Stores and gas stations along the Illinois-Wisconsin border advertised Oleo and kept large inventories of the product to accommodate the Wisconsin demand.


January 1966 photo (above) of store run by William Dooper on Route 41 and Route 173 in Lake County, Illinois. Gas stations near the State Line catered to Wisconsin residents who made the trip to Illinois just to buy Oleo margarine. The gas stations made more money selling margarine than they did selling gas. Photo from private collection

In the 1960s, it was estimated that some service stations near the state line sold as much as a ton of margarine per week to Wisconsin customers.

In the end, public preference for margarine, the impossibility of enforcing the law, and the loss of revenue led Wisconsin to repealing its anti-margarine laws. In 1967, for the first time since 1895, Wisconsin residents could buy margarine legally to make those special holiday recipes.

To quote Julia Child, who famously championed butter when it was so very out of fashion: "If you're afraid of butter, as many people are nowadays, just put in cream!"

- Diana Dretske, Curator ddretske@lcfpd.org

Thursday, October 1, 2009

Charles E. Bairstow


Recently, while arranging photographs in the archives' files, I became re-aquainted with a series of Spanish-American War portraits featuring Charles E. Bairstow (1880-1958) of Waukegan.

The photographs were donated to the museum in 1962 by Bairstow's widow, Elsie Ferguson Bairstow, and portray a youthful Charles and his friends as they were about to head off to war.





Photo of Charles Bairstow (right standing) with Waukegan High School football, classmates Raymond Lindson, Willie Putnam and Julius Balz, 1898. This was possibly the last high school portrait of the friends.

The Spanish-American War is a blip on the radar of American history, lasting only from April to August, 1898. The outcome of the war between the United States and Spain was that the U.S. gained control of Cuba, the Philippines, Puerto Rico, and Guam.

More significantly to Lake Countians, the war was the reason for the establishment of the Naval Training Center Great Lakes in North Chicago. The U.S. Navy figured prominently in the war, and the U.S. Navy Department decided to establish a new site for training sailors. Because of the number of recruits coming from the Midwest, a site in that region was suggested. Illinois Congressman George E. Foss and Chicago businessman Graeme Stewart were key in the campaign to locate the training center, and Chicago businessmen donated the land. Construction of the base began in 1905, and the dedication was held in 1911.

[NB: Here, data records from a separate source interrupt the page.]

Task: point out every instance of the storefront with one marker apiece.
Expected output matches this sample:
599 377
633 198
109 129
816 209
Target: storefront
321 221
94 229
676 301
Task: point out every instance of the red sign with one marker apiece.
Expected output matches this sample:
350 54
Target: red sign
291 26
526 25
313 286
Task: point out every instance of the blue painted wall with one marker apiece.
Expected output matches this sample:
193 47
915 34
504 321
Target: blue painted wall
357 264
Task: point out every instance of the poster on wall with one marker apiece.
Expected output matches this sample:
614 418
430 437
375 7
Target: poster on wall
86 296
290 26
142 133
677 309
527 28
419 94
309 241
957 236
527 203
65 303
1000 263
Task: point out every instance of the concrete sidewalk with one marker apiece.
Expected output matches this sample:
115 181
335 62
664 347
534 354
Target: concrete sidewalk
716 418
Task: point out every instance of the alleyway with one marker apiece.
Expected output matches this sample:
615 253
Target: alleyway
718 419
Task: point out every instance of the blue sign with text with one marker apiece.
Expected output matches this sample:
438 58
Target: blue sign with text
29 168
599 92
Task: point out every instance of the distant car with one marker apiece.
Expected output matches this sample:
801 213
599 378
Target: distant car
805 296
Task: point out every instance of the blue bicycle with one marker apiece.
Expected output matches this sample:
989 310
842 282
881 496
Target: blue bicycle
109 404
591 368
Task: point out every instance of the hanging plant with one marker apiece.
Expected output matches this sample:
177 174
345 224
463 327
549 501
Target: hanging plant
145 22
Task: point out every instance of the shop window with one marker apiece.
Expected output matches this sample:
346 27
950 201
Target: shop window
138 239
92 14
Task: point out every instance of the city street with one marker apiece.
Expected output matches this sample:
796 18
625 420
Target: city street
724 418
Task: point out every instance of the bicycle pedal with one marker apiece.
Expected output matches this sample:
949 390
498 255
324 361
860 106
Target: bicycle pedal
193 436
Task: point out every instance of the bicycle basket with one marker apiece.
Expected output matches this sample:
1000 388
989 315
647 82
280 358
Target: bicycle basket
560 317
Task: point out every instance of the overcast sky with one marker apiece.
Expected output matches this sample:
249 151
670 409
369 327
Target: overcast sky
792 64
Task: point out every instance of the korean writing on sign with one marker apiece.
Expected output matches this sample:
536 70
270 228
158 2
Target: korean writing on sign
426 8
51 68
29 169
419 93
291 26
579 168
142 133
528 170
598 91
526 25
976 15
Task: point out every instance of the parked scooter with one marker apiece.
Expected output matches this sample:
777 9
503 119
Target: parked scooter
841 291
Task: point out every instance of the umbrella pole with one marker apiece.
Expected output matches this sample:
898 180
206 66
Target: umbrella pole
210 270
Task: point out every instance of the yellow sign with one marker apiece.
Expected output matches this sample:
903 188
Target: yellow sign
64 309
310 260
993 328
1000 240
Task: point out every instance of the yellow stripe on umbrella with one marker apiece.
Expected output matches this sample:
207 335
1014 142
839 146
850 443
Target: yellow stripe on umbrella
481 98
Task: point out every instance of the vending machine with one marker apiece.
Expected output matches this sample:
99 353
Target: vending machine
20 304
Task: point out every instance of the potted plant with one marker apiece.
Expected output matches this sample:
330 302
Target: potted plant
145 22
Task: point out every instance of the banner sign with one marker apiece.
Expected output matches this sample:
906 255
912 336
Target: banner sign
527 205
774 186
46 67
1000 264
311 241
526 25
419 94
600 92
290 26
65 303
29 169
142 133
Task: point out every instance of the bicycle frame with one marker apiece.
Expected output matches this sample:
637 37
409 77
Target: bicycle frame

This group portrait, taken on June 9, 1898, includes (standing left to right) Charles Bairstow, Philip H. Kinsley, Brown Thacker, (seated left to right) Ben Thacker and Gray Detweiler.

An informal photograph taken in 1898, possibly by Charles Bairstow, on board a ship (standing) Ben Thacker, Brown Thacker, Phil H. Kinsley, (seated) Gray Detweiler and Jackson.

This portrait (left) is one of my most favorite in the archives' collections. The composition, clarity and charm of the portrait is extremely engaging, and I believe reveals a deep friendship between Herbert Amet (seated) and Charles Bairstow.

Herbert was the younger brother of inventor, Edward Amet, who is known for his work in the early motion picture industry, and who created movies about the Spanish-American War.





Charles Bairstow married Elsie Ferguson in November 1904 in one of the "biggest church weddings of the year."

Interestingly, Charles also served in World War I and World War II.